As if this were not enough, he suffered a further personal misfortune in the following manner. The Empress Theodora, desiring to marry the daughter of Belisarius to her nephew, worried the girl’s parents with frequent letters. To avoid this alliance, they delayed the ceremony until they could both be present at it,” and then, when the Empress summoned them to Constantinople, pretended they were unable at the time to leave Italy.

Belisarius’s wealth

But the Queen was still determined her nephew should be master of Belisarius’s wealth, for she knew his daughter would inherit it, as Belisarius had no other child. Yet she had no confidence in Antonina; and fearing that after her own life was ended, Antonina would not be loyal to her house, for all that she had been so helpful in the Empress’s emergencies, and that she would break the agreement, Theodora did an unholy thing.
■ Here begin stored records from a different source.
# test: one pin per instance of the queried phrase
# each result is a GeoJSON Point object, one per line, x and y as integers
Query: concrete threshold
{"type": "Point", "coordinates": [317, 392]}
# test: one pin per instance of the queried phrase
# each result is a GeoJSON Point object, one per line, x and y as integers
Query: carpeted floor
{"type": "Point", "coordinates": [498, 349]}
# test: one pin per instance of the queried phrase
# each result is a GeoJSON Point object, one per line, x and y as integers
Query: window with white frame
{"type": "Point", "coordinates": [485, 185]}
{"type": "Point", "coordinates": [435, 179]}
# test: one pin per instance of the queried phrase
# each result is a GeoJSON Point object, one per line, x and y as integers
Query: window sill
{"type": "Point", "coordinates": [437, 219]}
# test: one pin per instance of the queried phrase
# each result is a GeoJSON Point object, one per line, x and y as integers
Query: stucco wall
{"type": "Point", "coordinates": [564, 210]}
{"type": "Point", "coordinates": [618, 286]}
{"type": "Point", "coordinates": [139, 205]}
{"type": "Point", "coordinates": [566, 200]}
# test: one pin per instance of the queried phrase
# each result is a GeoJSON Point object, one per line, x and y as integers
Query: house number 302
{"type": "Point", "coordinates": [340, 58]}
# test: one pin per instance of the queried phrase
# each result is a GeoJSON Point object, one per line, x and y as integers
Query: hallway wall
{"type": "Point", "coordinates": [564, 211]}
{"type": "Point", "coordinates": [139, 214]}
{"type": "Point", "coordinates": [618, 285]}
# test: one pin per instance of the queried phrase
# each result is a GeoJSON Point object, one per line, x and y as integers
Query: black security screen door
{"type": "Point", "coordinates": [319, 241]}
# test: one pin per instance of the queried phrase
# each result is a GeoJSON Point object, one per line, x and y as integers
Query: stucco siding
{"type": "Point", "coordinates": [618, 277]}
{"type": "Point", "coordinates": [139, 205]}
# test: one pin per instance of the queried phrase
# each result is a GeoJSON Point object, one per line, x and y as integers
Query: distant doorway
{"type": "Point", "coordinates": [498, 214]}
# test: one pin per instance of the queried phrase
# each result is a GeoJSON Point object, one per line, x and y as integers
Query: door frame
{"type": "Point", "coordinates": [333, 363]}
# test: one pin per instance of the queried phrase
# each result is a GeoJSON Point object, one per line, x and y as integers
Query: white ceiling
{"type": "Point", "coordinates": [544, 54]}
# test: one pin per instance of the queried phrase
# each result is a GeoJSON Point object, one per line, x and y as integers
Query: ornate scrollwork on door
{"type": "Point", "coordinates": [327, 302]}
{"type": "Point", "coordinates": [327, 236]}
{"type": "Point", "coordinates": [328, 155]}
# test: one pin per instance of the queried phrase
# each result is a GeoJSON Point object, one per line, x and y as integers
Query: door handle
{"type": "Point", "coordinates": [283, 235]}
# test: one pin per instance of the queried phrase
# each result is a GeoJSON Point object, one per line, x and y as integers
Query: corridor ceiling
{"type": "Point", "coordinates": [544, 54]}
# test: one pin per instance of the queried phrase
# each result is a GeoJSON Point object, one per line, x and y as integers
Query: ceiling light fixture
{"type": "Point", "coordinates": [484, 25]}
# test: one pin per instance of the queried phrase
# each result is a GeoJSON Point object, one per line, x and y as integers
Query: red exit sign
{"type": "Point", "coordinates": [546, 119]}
She made the boy and girl live together without any ceremony. And they say she forced the girl against her will to submit to his clandestine embrace, so that, being thus deflowered, the girl would agree to the marriage, and the Emperor could not forbid the event. However, after the first ravishing, Anastasius and the girl fell warmly in love with each other, and for not less than eight months continued their unmarital relations.

But when, after Theodora’s death, Antonina came to Constantinople, she was unwilling to forget the outrage the Queen had committed against her. Not bothering about the fact that if she united her daughter to any other man, she would be making an ex-prostitute out of her, she refused to accept Theodora’s nephew as a son-in-law, and by force tore the girl, ignoring her fondest pleadings, from the man she loved.

For this act of senseless obstinacy she was universally censured. Yet when her husband came home, she easily persuaded him to approve her course: which should have openly disclosed the character of the man. Still, though he had pledged himself to Photius and others of his friends, and then broken his word, there were plenty who sympathized with him.